Scarica la delibera in formato .doc

Delibera del 23.09.09 Il Collegio Docenti di scuola primaria dell’istituto comprensivo "G. Marconi",

venuto a conoscenza da Circolare interna n° 14 del 15 /9/09 della necessità di copertura di 4 mense sulle classi a tempo ordinario e conseguente richiesta di disponibilità alle docenti del TP per lo svolgimento del compito, attraverso l’uso delle ore derivanti dall’accorpamento delle contemporaneità con le insegnanti di Religione Cattolica,

vuole far presente le seguenti considerazioni scaturite da un’attenta analisi della situazione presente:

  • la nostra scuola da decine di anni si caratterizza per la presenza di due modelli organizzativi, classi a tempo ordinario e classi a tempo pieno

  • per entrambi i modelli didattico -organizzativi sono stati redatti ed approvati dal Collegio stesso progetti inseriti a pieno titolo nel P.O.F
  • a causa del taglio di organico subito dalla nostra scuola, le classi a 30 ore non dispongono di un numero di insegnanti adeguato a coprire sia ore di didattica che di mensa
  • sempre a causa del taglio di organico subito dalla nostra scuola si determina, inoltre, l’impossibilità di attivare la figura della facilitatrice linguistica per alunni/e stranieri/e
  • a tutt’oggi non risultano ancora assegnati né l’organico destinato all’insegnamento della lingua straniera per le classi non coperte da insegnante specializzato, né lo spezzone orario di 15 h determinato in organico di diritto
  • considerato che l’organico per la classe prima a orario ordinario è stato calcolato sulla base di 27 ore settimanali, e non 30 come scelto dalle famiglie, se in questo anno scolastico si decidesse di coprire il prolungamento orario fino al raggiungimento delle 30 ore, si introdurrebbe un automatismo che obbligherebbe a garantirle per continuità anche per i prossimi anni sulla classe già avviata e su quelle future.
Il collegio dei docenti ritiene che la soluzione ipotizzata, così come prevista dalla circolare suddetta, risulti negativa e dequalificante per entrambi i modelli scolastici:
  • per le classi a orario ordinario a causa della frammentazione eccessiva e della turnazione di troppi insegnanti
  • per le classi a t.p. per la perdita di un supporto organizzativo indispensabile a una qualificante gestione dei gruppi classe, quale la compresenza/contemporaneità.

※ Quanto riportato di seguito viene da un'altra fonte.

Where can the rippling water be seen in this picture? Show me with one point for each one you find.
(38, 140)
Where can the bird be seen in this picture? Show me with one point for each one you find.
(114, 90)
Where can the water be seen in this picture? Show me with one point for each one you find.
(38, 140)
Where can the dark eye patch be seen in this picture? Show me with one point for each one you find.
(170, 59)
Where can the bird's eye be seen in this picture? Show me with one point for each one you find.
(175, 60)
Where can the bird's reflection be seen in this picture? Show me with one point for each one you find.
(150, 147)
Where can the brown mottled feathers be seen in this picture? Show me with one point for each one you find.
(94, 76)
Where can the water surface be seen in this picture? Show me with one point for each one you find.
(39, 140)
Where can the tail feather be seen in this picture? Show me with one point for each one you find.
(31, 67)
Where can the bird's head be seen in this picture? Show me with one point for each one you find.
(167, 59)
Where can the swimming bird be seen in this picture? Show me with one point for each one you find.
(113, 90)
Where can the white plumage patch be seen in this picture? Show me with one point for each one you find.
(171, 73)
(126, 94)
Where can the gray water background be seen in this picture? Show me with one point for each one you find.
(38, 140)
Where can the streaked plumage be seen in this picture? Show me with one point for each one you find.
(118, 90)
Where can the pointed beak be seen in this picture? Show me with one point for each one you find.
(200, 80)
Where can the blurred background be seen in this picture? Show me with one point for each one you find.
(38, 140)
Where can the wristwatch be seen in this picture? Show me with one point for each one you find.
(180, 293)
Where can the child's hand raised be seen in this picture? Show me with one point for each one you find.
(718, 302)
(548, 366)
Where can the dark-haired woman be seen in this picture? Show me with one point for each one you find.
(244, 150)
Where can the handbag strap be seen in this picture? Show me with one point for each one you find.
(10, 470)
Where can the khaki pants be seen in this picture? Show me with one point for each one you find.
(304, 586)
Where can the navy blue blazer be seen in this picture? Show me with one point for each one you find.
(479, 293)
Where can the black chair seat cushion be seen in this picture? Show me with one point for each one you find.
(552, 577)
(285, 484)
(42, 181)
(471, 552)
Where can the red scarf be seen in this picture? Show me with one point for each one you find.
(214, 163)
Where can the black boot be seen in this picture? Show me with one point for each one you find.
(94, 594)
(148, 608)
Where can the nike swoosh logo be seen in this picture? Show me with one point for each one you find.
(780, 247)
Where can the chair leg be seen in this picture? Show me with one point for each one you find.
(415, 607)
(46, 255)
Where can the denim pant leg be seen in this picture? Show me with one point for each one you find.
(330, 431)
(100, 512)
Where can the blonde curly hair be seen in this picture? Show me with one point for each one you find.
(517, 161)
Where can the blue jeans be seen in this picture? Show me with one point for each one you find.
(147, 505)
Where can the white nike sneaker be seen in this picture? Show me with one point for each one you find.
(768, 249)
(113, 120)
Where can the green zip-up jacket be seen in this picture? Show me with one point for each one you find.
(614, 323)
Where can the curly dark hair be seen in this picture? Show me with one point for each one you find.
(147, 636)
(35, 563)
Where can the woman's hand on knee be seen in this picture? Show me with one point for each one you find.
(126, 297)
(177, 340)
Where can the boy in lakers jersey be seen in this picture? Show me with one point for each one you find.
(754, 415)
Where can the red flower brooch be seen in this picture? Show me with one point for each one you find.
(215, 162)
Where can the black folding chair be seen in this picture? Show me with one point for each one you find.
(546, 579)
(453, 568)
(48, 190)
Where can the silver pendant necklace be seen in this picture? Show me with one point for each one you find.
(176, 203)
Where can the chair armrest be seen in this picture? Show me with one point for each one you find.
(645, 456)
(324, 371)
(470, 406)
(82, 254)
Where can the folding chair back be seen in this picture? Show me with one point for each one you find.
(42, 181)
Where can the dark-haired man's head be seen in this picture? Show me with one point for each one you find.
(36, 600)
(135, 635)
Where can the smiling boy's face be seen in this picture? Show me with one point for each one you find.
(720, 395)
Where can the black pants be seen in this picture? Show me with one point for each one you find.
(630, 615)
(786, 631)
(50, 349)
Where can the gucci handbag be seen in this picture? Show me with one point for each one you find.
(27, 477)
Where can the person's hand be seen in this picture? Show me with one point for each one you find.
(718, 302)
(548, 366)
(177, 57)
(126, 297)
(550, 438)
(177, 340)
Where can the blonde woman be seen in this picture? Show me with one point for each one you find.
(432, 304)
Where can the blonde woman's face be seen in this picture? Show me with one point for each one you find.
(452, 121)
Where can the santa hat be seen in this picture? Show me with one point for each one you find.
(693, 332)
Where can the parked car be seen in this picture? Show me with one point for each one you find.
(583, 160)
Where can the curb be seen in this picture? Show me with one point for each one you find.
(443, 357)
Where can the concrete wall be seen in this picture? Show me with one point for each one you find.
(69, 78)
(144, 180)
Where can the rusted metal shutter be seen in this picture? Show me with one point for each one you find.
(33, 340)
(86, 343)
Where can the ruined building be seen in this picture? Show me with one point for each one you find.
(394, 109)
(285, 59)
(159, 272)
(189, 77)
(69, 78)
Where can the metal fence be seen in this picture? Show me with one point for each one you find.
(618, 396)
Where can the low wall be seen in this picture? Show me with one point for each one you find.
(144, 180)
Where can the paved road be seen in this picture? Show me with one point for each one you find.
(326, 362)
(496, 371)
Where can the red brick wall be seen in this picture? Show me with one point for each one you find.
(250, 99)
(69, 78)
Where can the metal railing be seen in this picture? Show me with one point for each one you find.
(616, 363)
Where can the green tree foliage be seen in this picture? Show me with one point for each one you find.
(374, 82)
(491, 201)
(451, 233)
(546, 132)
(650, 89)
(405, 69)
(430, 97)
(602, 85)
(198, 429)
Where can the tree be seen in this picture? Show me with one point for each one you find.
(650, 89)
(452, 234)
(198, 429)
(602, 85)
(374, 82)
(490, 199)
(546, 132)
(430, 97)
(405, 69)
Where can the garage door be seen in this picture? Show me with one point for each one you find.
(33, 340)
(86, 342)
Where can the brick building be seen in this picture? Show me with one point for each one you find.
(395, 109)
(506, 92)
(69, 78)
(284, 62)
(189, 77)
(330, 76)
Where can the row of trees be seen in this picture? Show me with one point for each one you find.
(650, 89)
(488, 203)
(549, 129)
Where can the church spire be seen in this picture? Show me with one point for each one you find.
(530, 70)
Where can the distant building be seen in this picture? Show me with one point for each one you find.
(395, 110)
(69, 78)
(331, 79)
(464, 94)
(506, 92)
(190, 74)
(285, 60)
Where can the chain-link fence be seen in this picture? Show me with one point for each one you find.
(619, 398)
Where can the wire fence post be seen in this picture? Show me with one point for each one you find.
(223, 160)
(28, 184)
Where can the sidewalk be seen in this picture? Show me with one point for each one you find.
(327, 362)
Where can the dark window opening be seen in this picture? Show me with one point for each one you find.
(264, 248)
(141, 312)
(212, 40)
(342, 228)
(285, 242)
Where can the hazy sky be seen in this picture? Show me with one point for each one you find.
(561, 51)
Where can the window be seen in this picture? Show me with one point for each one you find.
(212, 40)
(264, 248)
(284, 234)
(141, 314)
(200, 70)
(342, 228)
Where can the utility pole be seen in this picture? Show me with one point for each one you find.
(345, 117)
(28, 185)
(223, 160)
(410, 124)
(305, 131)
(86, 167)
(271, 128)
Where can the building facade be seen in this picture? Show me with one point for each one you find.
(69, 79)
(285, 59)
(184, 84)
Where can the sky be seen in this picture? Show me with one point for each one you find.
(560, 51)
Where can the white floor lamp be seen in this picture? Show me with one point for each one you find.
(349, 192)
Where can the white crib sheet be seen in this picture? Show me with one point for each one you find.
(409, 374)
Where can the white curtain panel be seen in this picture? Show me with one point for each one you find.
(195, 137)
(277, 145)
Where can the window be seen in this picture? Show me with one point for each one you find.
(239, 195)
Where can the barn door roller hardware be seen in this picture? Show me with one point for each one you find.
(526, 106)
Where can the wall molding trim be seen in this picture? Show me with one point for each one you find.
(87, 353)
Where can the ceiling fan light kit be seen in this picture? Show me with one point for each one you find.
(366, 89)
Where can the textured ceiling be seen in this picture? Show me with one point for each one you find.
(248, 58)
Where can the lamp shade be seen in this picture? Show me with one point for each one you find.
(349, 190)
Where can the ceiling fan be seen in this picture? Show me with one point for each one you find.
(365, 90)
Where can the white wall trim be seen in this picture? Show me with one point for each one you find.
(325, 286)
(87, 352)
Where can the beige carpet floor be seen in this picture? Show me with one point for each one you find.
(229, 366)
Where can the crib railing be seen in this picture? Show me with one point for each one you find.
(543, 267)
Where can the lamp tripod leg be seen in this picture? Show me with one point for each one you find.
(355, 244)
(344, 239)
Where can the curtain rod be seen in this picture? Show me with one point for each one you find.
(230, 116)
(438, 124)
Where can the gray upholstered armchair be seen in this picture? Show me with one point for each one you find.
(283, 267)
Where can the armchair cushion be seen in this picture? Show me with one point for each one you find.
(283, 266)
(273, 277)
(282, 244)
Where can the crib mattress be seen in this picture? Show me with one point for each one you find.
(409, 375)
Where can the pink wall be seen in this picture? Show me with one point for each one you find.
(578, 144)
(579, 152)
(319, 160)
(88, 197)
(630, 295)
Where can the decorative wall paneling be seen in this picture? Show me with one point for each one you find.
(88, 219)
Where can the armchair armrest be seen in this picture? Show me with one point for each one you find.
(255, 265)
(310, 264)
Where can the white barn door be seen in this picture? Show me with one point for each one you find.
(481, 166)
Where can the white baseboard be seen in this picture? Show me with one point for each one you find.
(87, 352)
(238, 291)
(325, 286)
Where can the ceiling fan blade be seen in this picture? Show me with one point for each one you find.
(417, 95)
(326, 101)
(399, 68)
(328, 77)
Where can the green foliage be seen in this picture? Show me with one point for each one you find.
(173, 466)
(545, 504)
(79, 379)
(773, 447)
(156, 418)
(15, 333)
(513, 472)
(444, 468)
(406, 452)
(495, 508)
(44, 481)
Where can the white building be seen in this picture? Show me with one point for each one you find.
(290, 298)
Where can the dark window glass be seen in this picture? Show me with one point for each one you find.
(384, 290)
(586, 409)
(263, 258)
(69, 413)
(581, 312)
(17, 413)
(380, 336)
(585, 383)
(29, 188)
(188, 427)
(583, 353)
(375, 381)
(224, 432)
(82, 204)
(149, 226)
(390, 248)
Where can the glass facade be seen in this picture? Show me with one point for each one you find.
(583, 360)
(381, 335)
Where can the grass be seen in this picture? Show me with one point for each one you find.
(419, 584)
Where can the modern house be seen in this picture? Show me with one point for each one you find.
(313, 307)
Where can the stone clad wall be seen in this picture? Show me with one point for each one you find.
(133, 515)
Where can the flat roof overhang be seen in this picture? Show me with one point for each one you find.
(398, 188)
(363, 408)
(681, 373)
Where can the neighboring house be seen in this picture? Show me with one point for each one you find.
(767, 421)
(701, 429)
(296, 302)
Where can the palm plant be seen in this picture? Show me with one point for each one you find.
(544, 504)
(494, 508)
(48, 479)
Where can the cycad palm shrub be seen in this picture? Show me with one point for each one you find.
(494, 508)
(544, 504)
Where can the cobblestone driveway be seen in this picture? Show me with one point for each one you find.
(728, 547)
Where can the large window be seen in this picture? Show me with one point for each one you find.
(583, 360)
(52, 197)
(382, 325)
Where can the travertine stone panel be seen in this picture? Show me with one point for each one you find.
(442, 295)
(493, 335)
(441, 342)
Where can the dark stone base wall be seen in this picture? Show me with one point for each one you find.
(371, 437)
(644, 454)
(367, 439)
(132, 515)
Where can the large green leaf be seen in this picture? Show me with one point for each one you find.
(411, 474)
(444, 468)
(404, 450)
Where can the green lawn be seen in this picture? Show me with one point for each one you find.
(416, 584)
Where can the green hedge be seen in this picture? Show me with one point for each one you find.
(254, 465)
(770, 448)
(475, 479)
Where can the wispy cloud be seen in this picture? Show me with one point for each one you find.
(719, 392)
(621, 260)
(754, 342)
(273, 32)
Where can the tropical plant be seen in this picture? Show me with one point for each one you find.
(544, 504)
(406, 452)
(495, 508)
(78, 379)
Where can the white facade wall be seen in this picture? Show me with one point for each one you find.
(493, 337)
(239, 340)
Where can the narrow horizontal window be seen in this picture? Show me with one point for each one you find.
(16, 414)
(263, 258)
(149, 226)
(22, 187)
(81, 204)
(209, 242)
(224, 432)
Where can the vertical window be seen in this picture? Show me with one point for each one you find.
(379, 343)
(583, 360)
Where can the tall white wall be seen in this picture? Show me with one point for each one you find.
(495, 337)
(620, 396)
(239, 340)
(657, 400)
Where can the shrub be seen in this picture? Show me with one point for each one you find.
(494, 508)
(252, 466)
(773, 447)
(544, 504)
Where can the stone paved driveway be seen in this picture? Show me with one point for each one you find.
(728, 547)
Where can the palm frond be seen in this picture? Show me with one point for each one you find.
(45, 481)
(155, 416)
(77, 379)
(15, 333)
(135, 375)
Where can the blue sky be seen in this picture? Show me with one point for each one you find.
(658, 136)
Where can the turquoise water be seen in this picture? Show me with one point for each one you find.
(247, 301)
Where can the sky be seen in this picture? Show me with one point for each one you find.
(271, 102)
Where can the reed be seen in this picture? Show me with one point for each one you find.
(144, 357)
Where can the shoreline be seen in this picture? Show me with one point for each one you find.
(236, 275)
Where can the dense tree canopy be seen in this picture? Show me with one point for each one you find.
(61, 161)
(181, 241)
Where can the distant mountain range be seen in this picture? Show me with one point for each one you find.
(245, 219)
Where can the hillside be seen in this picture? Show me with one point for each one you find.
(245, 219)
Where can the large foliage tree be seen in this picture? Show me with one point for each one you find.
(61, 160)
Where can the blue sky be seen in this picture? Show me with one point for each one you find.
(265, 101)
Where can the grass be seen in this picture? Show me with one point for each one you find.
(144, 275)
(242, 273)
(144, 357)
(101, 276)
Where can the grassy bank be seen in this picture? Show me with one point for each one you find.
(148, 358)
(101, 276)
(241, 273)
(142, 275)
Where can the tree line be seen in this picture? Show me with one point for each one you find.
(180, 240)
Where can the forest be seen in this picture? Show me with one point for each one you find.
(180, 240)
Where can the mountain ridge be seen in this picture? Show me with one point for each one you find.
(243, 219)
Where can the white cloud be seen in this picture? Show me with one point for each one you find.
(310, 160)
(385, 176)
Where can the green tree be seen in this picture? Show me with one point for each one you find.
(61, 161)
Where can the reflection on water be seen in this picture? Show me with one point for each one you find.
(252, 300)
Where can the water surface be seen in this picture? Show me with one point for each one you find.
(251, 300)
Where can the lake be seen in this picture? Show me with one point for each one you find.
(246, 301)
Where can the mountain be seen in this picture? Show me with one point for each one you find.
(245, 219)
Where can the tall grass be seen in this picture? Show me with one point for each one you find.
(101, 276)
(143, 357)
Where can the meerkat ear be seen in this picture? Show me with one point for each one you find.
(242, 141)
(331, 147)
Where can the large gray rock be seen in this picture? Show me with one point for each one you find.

A tale proposito si ricorda che il collegio dei docenti ha deliberato l’approvazione del progetto di t.p. nel quale al punto 5 pag. 10 “Organizzazione della scuola” si definiscono le modalità di utilizzo delle ore di compresenza “di base” e delle ore di contemporaneità eccedenti (vedi allegato) Convinti che senza maestre non sia possibile garantire la realizzazione efficace di ciò che è contenuto nel P.O.F, Il Collegio Docenti

RICHIEDE alla Dirigente scolastica di attivarsi in tutte le sedi al fine di ottenere l’organico necessario al completamento orario per garantire ciò che è stato previsto nel P.O.F. e richiesto dai genitori

DELIBERA di utilizzare, per l'anno scolastico 2009/2010, tutte le ore di compresenza e di contemporaneità settimanali delle classi organizzate a TP per

  • attività di recupero individualizzato o per gruppi ristretti di alunni/e con difficoltà di apprendimento,

  • attività di facilitazione per alunni/e stranieri/e,

  • attività di arricchimento dell’offerta formativa come previsto dal progetto stesso

DICHIARA


la non disponibilità ad operare la copertura delle ore mancanti al completamento del quadro orario delle classi a tempo ordinario.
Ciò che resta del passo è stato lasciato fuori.